Bradycardia was observed in 3.3% of patients, particularly during the first 2–3 months after initiation of treatment. In 0.5% of patients, severe bradycardia occurred with a heart rate of 40 beats per minute or lower.

In clinical studies, atrial fibrillation was observed in 5.3% of patients receiving ivabradine, compared to 3.8% in the placebo group. A pooled analysis of all double-blind, placebo-controlled phase II and III clinical trials of at least 3 months' duration involving over 40,000 patients demonstrated that the incidence of atrial fibrillation was 4.86% in patients treated with ivabradine, compared to 4.08% in the placebo group, corresponding to a relative risk of 1.26 (95% confidence interval: 1.15–1.39).

Reporting suspected adverse reactions

Reporting suspected adverse reactions after marketing authorization is important. It allows continuous monitoring of the benefit-risk balance of the medicinal product. Healthcare professionals are required to report any suspected adverse effects through the national reporting system.

Shelf life. 2 years.

Storage conditions. Store in the original packaging, at temperatures not exceeding 25°C, in a place inaccessible to children.

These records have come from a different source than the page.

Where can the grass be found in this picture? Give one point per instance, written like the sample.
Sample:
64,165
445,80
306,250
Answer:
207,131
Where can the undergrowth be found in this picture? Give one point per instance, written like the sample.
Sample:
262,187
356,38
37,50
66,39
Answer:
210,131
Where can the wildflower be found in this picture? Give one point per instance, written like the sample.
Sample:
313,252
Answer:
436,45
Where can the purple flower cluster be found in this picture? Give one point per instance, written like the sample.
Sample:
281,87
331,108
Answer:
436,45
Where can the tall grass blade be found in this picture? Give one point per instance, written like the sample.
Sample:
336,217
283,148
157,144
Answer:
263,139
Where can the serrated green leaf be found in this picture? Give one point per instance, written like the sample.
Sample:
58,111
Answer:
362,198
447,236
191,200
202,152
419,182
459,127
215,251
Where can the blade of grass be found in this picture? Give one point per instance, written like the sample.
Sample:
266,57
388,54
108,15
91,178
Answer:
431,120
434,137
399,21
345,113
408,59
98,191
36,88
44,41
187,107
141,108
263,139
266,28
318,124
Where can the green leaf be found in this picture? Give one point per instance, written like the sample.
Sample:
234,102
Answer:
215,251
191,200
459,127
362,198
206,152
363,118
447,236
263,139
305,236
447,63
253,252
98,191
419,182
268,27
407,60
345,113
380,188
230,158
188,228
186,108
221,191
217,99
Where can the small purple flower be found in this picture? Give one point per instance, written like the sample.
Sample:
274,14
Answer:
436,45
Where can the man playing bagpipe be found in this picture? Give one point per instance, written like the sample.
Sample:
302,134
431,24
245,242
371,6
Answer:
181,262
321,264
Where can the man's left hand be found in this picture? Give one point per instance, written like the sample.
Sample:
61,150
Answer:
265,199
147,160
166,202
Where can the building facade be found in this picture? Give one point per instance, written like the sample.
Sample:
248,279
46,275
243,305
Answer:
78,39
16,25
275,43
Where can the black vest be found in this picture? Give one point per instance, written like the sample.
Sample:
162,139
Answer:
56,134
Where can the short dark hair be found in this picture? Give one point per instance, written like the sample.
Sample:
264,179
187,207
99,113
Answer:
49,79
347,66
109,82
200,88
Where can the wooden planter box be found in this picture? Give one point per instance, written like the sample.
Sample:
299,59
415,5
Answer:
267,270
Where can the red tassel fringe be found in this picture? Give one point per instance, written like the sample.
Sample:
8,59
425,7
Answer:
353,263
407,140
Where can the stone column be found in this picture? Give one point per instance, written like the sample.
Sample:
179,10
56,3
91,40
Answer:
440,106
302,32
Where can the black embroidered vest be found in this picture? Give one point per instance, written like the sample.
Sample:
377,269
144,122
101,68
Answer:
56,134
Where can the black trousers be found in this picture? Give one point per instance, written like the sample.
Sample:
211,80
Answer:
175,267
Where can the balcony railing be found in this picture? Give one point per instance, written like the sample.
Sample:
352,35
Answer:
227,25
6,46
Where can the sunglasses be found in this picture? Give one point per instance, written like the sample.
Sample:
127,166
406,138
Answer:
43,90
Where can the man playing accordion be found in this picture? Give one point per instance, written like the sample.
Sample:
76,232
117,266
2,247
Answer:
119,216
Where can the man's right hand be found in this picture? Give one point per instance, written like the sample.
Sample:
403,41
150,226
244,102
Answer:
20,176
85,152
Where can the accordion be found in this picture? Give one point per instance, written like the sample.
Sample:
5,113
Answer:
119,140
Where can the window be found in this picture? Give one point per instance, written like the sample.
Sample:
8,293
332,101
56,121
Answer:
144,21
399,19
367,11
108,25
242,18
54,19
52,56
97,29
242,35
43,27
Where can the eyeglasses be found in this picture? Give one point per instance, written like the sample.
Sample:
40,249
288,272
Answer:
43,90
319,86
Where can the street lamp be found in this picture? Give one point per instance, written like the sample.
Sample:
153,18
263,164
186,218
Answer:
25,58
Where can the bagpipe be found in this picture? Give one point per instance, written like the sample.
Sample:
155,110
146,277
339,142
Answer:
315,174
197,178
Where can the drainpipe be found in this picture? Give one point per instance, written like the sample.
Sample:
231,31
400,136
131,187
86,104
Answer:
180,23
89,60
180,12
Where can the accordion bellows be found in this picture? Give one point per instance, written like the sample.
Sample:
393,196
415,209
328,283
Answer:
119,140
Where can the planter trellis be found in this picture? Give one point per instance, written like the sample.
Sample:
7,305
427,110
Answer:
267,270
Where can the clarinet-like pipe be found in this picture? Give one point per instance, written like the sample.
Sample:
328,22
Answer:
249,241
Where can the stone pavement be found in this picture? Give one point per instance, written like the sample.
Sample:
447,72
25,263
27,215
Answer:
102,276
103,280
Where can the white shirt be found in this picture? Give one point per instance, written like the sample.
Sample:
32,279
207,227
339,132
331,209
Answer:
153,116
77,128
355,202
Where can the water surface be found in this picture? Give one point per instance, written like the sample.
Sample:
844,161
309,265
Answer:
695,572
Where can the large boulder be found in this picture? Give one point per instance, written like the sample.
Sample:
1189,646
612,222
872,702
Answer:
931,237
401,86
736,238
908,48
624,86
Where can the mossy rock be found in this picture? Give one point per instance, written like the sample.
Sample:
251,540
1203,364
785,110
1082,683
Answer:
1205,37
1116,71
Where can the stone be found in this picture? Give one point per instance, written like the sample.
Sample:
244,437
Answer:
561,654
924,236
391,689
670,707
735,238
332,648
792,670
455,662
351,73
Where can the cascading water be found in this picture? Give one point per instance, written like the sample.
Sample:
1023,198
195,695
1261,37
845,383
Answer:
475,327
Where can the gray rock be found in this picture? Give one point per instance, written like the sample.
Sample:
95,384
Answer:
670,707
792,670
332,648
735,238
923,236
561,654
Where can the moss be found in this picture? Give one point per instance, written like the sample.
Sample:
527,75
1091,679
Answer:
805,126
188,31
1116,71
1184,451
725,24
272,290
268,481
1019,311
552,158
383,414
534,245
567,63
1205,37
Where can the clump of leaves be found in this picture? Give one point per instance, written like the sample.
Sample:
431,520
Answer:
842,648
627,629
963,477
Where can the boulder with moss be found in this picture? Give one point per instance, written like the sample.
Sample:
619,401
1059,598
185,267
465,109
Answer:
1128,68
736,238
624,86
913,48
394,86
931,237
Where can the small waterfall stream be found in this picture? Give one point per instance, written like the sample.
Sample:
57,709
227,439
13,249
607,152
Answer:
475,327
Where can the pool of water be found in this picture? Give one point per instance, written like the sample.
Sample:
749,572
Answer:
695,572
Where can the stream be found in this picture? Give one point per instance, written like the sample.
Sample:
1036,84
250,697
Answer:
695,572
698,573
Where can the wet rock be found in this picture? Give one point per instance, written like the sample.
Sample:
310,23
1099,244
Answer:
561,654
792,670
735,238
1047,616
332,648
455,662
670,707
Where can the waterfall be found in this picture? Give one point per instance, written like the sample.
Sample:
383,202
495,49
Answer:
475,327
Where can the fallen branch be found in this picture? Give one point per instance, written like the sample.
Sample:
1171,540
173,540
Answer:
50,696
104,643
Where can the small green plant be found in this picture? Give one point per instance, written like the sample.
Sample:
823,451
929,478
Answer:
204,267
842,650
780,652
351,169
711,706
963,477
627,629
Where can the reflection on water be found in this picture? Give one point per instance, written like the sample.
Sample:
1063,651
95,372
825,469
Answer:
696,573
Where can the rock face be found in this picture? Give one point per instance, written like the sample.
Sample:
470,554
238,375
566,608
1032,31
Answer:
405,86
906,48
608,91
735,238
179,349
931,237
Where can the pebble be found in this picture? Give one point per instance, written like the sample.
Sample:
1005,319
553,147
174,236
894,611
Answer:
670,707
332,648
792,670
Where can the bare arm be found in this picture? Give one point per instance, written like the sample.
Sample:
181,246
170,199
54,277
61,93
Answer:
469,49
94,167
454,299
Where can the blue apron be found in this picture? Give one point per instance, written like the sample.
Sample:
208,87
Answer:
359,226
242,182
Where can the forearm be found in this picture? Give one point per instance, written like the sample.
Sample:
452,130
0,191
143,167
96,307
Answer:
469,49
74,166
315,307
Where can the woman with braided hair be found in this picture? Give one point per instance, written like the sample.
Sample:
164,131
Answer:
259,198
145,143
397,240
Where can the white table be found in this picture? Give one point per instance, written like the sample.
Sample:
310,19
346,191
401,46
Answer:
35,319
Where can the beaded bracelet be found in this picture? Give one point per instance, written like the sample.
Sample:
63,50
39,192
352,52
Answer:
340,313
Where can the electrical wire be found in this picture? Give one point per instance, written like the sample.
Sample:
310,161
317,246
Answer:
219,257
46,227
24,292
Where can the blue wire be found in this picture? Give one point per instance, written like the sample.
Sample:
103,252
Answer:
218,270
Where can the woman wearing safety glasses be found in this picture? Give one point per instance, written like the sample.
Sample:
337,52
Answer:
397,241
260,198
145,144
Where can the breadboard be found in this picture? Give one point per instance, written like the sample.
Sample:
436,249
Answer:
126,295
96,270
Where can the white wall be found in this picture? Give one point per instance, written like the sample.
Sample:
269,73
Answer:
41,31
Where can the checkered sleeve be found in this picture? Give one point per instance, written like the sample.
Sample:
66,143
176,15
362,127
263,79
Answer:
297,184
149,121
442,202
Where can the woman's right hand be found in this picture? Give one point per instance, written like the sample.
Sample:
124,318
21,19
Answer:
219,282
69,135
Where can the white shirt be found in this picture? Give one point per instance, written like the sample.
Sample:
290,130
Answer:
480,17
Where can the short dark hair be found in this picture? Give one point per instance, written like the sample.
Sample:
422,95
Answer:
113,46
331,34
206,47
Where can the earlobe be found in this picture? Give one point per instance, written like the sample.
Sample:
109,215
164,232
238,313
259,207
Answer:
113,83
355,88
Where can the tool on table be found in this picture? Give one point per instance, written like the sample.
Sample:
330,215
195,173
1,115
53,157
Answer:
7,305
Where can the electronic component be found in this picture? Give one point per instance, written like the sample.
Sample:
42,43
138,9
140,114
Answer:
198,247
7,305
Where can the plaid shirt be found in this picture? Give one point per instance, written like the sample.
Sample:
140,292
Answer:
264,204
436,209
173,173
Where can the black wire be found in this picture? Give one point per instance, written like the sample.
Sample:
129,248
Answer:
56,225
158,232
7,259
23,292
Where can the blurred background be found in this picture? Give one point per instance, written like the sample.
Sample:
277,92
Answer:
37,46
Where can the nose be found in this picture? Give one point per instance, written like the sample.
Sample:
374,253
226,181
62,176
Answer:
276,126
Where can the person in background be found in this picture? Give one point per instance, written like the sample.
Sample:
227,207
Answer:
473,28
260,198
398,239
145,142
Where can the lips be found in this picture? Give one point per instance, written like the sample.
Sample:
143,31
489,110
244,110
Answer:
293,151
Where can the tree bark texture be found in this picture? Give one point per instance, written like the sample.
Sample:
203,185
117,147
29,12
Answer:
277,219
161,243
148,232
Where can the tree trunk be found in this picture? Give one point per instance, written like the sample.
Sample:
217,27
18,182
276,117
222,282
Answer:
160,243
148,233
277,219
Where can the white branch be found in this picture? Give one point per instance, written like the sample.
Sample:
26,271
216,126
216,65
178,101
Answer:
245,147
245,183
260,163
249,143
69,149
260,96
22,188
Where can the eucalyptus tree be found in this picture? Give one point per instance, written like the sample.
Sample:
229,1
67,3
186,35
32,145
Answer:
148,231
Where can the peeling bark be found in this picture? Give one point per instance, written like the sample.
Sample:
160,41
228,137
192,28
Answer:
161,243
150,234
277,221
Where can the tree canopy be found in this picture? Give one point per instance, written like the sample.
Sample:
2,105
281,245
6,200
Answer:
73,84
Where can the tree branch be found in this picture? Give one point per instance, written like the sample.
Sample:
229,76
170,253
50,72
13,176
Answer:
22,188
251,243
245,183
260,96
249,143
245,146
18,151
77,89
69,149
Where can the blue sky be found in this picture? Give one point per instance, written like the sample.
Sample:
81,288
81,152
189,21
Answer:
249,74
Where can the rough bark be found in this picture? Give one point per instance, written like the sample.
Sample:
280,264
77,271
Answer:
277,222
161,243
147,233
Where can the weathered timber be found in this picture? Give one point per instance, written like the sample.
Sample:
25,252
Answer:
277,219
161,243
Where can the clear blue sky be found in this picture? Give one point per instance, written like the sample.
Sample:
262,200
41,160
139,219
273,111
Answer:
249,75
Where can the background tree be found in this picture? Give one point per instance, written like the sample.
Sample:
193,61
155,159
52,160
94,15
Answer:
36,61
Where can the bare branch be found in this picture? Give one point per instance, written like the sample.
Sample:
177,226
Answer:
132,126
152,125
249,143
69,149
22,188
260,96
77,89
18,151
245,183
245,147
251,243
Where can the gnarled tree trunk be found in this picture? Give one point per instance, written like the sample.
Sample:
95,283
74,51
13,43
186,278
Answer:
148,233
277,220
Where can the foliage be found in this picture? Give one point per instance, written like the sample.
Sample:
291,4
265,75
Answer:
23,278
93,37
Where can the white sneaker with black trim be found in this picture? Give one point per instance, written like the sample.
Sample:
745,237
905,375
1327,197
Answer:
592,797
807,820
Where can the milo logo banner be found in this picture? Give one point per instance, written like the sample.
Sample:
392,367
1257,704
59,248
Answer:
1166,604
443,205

Packaging. 14 tablets in a blister pack, 2 blisters in a cardboard package (package No. 28).

Prescription status. Prescription only.

Manufacturer.

Bafna Pharmaceuticals Ltd., India / Bafna Pharmaceuticals Ltd., India.

Manufacturer's address and location of manufacturing site.

147, Madhavaram Red Hills Road, Grantlyon Village, Vadakarai, Chennai, Tamil Nadu IN 600052,
India / 147, Madhavaram Red Hills Road Grantlyon Village Vadakarai Chennai Tamil Nadu IN 600052, India.

Marketing authorization holder. SCAN BIOTECH LTD, India / SCAN BIOTECH LTD, India.

Address of the marketing authorization holder.

E-4/300, Arera Colony Extension, 462016, Bhopal, (M.P.) India / E-4/300, Arera Colony Extension, 462016, Bhopal, (M.P.) India.